Question

At UC San Diego, incoming students are each randomly assigned to join one of the six colleges: Revelle, Muir, Marshall, Warren, Roosevelt, and Sixth. Suppose there are 24 incoming students, including Winona, Xanthippe, and Zelda. It cannot be assumed that all colleges will be assigned four students; since each student’s assignment is random, some colleges may be assigned more students than others.
Please leave your answers as unsimplified expressions with factorials, exponents, permutations, combinations, etc.
a) All 24 incoming students get called up one at a time to be assigned to a college. How many possible orders of all 24 students have Winona as the first student called?
b) How many possible orders of all 24 students have Zelda, Xanthippe, and Winona (in any order) as the first three students called up to wear the sorting hat?
c) How many ways are there to assign all 24 students to colleges such that Zelda, Xanthippe, and Winona all get assigned to Muir? Here, and in what follows, the order in which the students are assigned does not matter.
d) How many ways are there to assign all 24 students to colleges such that Zelda, Xanthippe, and Winona all get assigned to the same college?
e) How many ways are there to assign all 24 students to colleges such that Zelda, Xanthippe, and Winona are assigned to different colleges?
f) How many ways are there to assign all 24 students to colleges such that exactly 4 students get assigned to Warren?
g) How many ways are there to assign all 24 students to colleges if each of the six colleges has room for only four incoming students?
h) How many ways are there to assign all 24 students to colleges if nobody is assigned to the same colleges as the person called up just before them?
i) What is the probability that Winona, Xanthippe, and Zelda are all assigned to Muir?
j) Suppose again that the students are called up one at a time. In how many possible orders of all 24
students does Zelda get called up some time before Xanthippe? Simplify your answer as much as possible, but let factorials remain unsimplified.

Answer 1

(a)

Winona is called in the first and remaining 23 students were called in 23! ways.

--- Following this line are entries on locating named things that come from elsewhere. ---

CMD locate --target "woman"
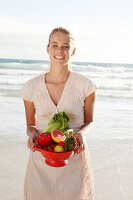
[20,27,96,200]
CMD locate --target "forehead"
[50,32,72,44]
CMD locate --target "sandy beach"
[0,60,133,200]
[0,135,133,200]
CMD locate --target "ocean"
[0,59,133,199]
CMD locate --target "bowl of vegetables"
[34,112,80,167]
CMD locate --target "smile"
[54,56,65,60]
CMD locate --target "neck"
[48,65,70,82]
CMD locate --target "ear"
[46,44,49,54]
[71,47,76,56]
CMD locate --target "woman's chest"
[46,83,65,106]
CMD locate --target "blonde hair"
[48,27,74,45]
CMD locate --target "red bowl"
[33,139,80,167]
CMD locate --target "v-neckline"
[43,71,71,108]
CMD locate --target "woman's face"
[47,32,75,65]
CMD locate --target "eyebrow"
[52,42,70,45]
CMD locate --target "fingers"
[27,137,35,152]
[76,144,85,154]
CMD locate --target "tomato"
[47,146,53,151]
[50,144,56,148]
[38,133,52,147]
[58,141,65,147]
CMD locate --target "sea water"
[0,59,133,200]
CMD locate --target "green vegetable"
[64,135,76,151]
[64,129,73,137]
[44,112,71,133]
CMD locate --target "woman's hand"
[27,127,39,152]
[74,132,85,154]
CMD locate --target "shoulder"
[26,74,44,84]
[71,71,93,84]
[72,72,97,99]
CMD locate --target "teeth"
[55,56,64,59]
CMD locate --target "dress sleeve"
[19,80,33,102]
[85,79,97,98]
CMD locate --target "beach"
[0,60,133,200]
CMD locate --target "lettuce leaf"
[44,112,71,133]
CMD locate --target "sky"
[0,0,133,64]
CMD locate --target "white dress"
[20,71,96,200]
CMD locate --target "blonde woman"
[20,27,96,200]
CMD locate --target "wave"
[0,59,133,98]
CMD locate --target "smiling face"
[47,31,75,66]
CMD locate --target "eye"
[64,46,69,49]
[52,44,57,47]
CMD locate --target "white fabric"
[20,72,96,200]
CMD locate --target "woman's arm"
[24,100,39,151]
[74,92,95,153]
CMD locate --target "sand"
[0,135,133,200]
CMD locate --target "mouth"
[54,56,65,60]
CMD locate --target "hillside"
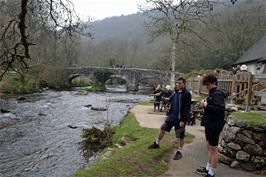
[78,0,266,71]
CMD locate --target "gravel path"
[131,105,261,177]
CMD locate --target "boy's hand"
[179,121,185,128]
[201,100,208,108]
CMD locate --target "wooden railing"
[187,72,266,105]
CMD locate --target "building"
[233,36,266,74]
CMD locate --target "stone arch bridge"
[64,67,178,91]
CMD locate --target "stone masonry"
[218,116,266,175]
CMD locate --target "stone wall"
[218,116,266,174]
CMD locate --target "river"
[0,91,150,177]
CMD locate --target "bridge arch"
[67,73,94,86]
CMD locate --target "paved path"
[131,105,261,177]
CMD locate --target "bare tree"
[140,0,212,84]
[0,0,91,80]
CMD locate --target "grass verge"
[232,112,266,125]
[72,113,194,177]
[138,100,153,106]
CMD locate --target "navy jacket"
[167,88,191,123]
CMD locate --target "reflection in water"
[0,91,149,177]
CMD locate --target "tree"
[0,0,91,80]
[140,0,211,84]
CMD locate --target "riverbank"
[70,106,193,177]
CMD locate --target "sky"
[71,0,144,20]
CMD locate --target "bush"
[81,123,114,156]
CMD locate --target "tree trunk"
[171,41,176,88]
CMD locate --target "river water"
[0,91,150,177]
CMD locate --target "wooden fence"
[187,72,266,105]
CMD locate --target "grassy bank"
[232,112,266,125]
[0,73,39,95]
[138,100,153,106]
[73,113,193,177]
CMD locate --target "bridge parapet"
[65,67,178,90]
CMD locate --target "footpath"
[131,105,261,177]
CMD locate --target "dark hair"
[177,77,186,84]
[202,74,217,85]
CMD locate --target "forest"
[0,0,266,93]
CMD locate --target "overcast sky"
[71,0,144,20]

So, number of possible orders is 23!.

(b)

Zelda, Xanthippe and Winona can be called in first three in 3! ways and remaining 21 students in 21! ways.

So, number of possible orders is 3!*21!.

(c)

Zelda, Xanthippe and Winona are assigned in 1 college Muir. All of other 21 students can be assigned to any of 6 colleges each in 6²¹ ways.

So, number of possible orders is 6^21.

(d)

Zelda, Xanthippe and Winona can be assigned to same college in 6 ways and remaining 21 students can be assigned to any of 6 colleges each in 6²¹ ways.

So, number of possible orders is 6^22.

(e)

Zelda, Xanthippe and Winona can be assigned to different colleges in 6*5*4 ways and remaining 21 students can be assigned to any of 6 colleges each in 6²¹ ways.

So, number of possible orders is 20*6^22.

(f)

Exactly 4 students can be assigned in Warren in ²⁴C₄ ways and remaining 20 students can be assigned to other colleges in 5²⁰ ways.

So, number of possible orders is ²⁴C₄*5²⁰.